Самойлова публика называла не иначе как Василием Васильевичем, Васильева 2-го Павлом Васильевичем, Садовского Провом Михайловичем, Шумского Сергеем Васильевичем. Самойлов Василий Васильевич (1813—1887) — русский актер, представитель актерской семьи Самойловых. Работал в труппе Александрийского театра, был мастером внешнего перевоплощения. Васильев Павел Васильевич (1832—1879) — русский актер, представитель актерской семьи Васильевых. Его называли Васильевым 2-ым в отличие от Васильева 1-го, старшего брата, актера Сергея Васильевича Васильева (1827—1862). Павел Васильев много играл в провинции, с 1860 г. был в труппе Малого театра, тяготел к реалистическому изображению русских характеров, прежде всего в пьесах Островского, отличался яркостью сценического темперамента. Садовский (настоящая фамилия Ермилов) Пров Михайлович (1818—1872) — русский актер, родоначальник актерской семьи Садовских. Всю жизнь играл в Малом театре. Крупнейший представитель сценического реализма эпохи А.Н. Островского. Был мастером в создании сатирических характеров в водевилях, пьесах Мольера и особенно Островского. Шумский (настоящая фамилия Чесноков) Сергей Васильевич (1820—1878) — русский актер, ученик М.С. Щепкина, играл в Малом театре. Его игра отличалась артистизмом и естественностью, был актером без амплуа и потому проявил себя в разнообразных ролях в пьесах Тургенева, Сухово-Кобылина, Островского, Мольера.

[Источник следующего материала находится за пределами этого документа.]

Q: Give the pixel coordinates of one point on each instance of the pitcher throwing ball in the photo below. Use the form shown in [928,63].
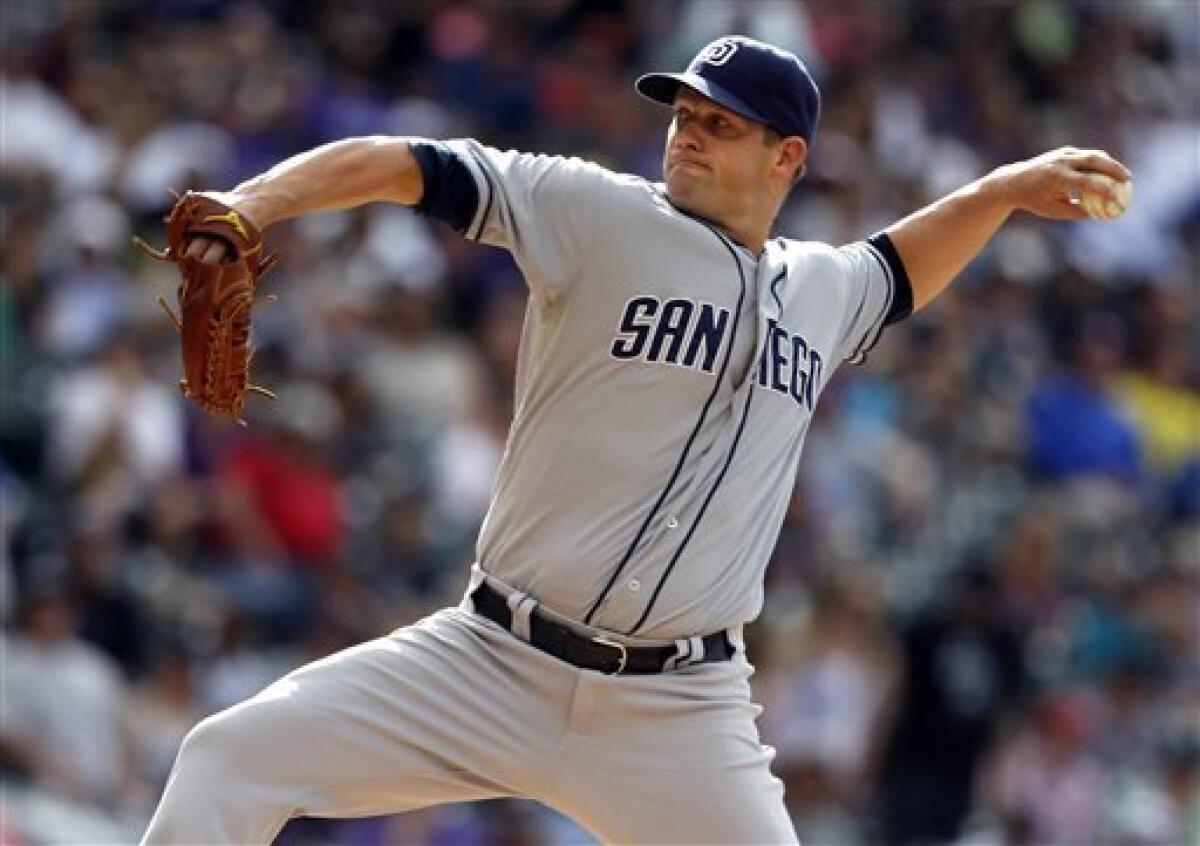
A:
[672,359]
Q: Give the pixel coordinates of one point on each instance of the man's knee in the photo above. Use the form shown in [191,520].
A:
[216,745]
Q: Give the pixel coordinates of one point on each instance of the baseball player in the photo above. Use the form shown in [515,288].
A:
[672,358]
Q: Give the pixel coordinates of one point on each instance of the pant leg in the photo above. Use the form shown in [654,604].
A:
[672,759]
[443,711]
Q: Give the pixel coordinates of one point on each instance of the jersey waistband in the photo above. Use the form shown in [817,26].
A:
[522,605]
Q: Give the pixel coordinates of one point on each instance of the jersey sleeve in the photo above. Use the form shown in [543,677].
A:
[543,209]
[879,294]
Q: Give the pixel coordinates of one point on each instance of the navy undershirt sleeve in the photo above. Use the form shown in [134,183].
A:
[901,299]
[450,193]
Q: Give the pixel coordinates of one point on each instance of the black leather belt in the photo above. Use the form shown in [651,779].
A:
[595,653]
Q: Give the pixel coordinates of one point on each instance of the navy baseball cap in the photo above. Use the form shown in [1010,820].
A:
[754,79]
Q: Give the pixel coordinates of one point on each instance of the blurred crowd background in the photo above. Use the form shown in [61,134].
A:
[982,618]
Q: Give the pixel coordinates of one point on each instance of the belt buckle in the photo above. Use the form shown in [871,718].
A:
[619,647]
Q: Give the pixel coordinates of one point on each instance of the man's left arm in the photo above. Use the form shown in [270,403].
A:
[936,243]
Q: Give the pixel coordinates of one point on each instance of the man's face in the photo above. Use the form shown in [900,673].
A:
[717,162]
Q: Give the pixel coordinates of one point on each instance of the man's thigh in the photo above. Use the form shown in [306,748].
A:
[442,711]
[672,760]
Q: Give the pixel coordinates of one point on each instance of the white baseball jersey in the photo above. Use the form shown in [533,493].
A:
[665,384]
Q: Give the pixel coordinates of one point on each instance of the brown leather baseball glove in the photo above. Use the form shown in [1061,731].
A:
[215,300]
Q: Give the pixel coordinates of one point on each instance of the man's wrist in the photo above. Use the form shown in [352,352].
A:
[253,208]
[999,187]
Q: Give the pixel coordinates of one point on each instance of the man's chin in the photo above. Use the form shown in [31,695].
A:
[684,198]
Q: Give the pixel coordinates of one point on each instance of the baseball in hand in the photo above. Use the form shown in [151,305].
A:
[1101,209]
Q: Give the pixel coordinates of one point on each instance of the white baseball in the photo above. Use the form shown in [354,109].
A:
[1101,209]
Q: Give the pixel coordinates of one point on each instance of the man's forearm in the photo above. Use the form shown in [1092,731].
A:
[940,240]
[340,175]
[936,243]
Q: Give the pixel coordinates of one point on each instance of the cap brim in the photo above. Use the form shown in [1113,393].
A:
[661,88]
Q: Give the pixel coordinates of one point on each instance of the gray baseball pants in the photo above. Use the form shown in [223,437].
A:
[454,708]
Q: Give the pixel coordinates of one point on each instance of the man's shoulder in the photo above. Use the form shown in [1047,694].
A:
[809,255]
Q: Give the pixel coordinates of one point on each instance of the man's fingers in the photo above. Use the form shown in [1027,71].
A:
[1098,161]
[1080,183]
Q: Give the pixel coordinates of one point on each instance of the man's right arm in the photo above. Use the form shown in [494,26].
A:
[339,175]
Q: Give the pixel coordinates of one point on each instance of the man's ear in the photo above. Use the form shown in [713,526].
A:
[792,154]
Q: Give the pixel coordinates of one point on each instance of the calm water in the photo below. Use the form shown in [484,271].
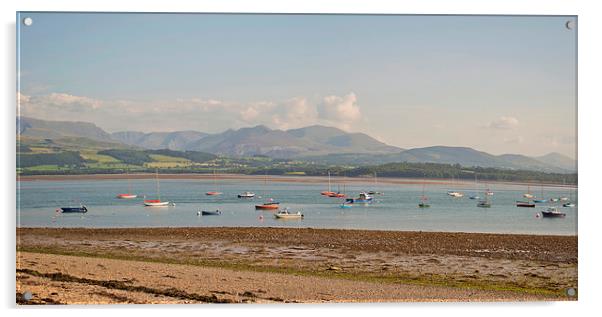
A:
[395,210]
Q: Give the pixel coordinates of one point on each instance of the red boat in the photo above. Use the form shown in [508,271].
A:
[126,196]
[525,204]
[268,206]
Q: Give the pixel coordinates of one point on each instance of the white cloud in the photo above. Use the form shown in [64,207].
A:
[209,115]
[343,110]
[504,123]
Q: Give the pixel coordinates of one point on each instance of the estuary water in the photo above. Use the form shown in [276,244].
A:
[396,209]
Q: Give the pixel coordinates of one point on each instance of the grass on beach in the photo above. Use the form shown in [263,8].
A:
[283,268]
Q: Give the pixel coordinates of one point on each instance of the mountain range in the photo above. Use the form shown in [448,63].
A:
[316,143]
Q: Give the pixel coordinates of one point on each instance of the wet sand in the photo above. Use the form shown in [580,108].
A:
[197,265]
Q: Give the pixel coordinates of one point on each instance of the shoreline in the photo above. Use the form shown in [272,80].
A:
[293,265]
[280,179]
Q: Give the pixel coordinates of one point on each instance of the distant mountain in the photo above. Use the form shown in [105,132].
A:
[319,144]
[444,155]
[43,129]
[313,140]
[178,140]
[559,160]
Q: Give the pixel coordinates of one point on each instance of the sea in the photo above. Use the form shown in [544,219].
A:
[396,208]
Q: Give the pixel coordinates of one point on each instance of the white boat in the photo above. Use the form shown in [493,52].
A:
[246,195]
[156,202]
[455,194]
[286,214]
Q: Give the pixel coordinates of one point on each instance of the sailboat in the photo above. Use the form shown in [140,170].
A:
[454,193]
[214,193]
[156,202]
[375,192]
[528,194]
[270,204]
[129,194]
[475,196]
[423,199]
[328,192]
[540,198]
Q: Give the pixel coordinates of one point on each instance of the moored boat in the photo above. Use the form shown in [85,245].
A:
[156,202]
[286,214]
[552,212]
[81,209]
[126,196]
[211,212]
[246,195]
[268,206]
[363,198]
[526,204]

Григорович Дмитрий Васильевич (1822—1900) — русский писатель, автор получивших широкую известность повестей ‘Деревня’ (1846) и ‘Антон-Горемыка’ (1847).
Потапенко Игнатий Николаевич (1856—1929) — русский писатель, модный в 90-е годы и чрезвычайно плодовитый беллетрист.
…к маркизе д’Обервиль в драме ‘Две сиротки’. ‘Две сиротки’ (1874) — мелодрама французских писателей А. Деннери и Е. Кормон.
‘Спорный вопрос’ (1893) — пьеса В.А. Александрова.
…большой бронзовый бюст Тургенева… Ей вон какие свои восторги выражали. — И.С. Тургенева и Савину связывали особые дружеские отношения. Писатель был покорен талантом актрисы и влюблен в нее (См. Тургенев и Савина. Письма И.С. Тургенева к М.Г. Савиной. Воспоминания М.Г. Савиной об И.С. Тургеневе. Пг., 1918).
…в который раз играет ‘Татьяну Репину’… ‘Татьяна Репина’ (1887) — пьеса A.C. Суворина. Савина впервые исполнила роль Татьяны 11 декабря 1888 г., выступала в ней до 1909 г.
В Полтаве, где после Карла XII— Войска шведского короля Карла XII (1682—1718) потерпели поражение в Полтавской битве в 1709 г.
…Барнай, Элеонора Дузэ, Эмануэль, и только великая артистка Гарриет в оперетке ‘Бедный Ионафан’… Барнай Людвиг (1842—1924) — немецкий актер и театральный деятель, для его игры была характерна подчеркнутая патетика. Гастролировал в Москве в 1885—1886 гг. Дузе Элеонора (1858—1924) — популярная итальянская актриса, ее искусство отличалось тонким психологизмом. Гастролировала в России в 1891 и 1908 гг. Эмануэль Джованни (1848—1902) — итальянский актер-трагик, в 1893 г. гастролировал в России. Гарриет — персонаж комической оперы ‘Бедный Ионафан’ австрийского композитора К. Миллекера (1842—1899).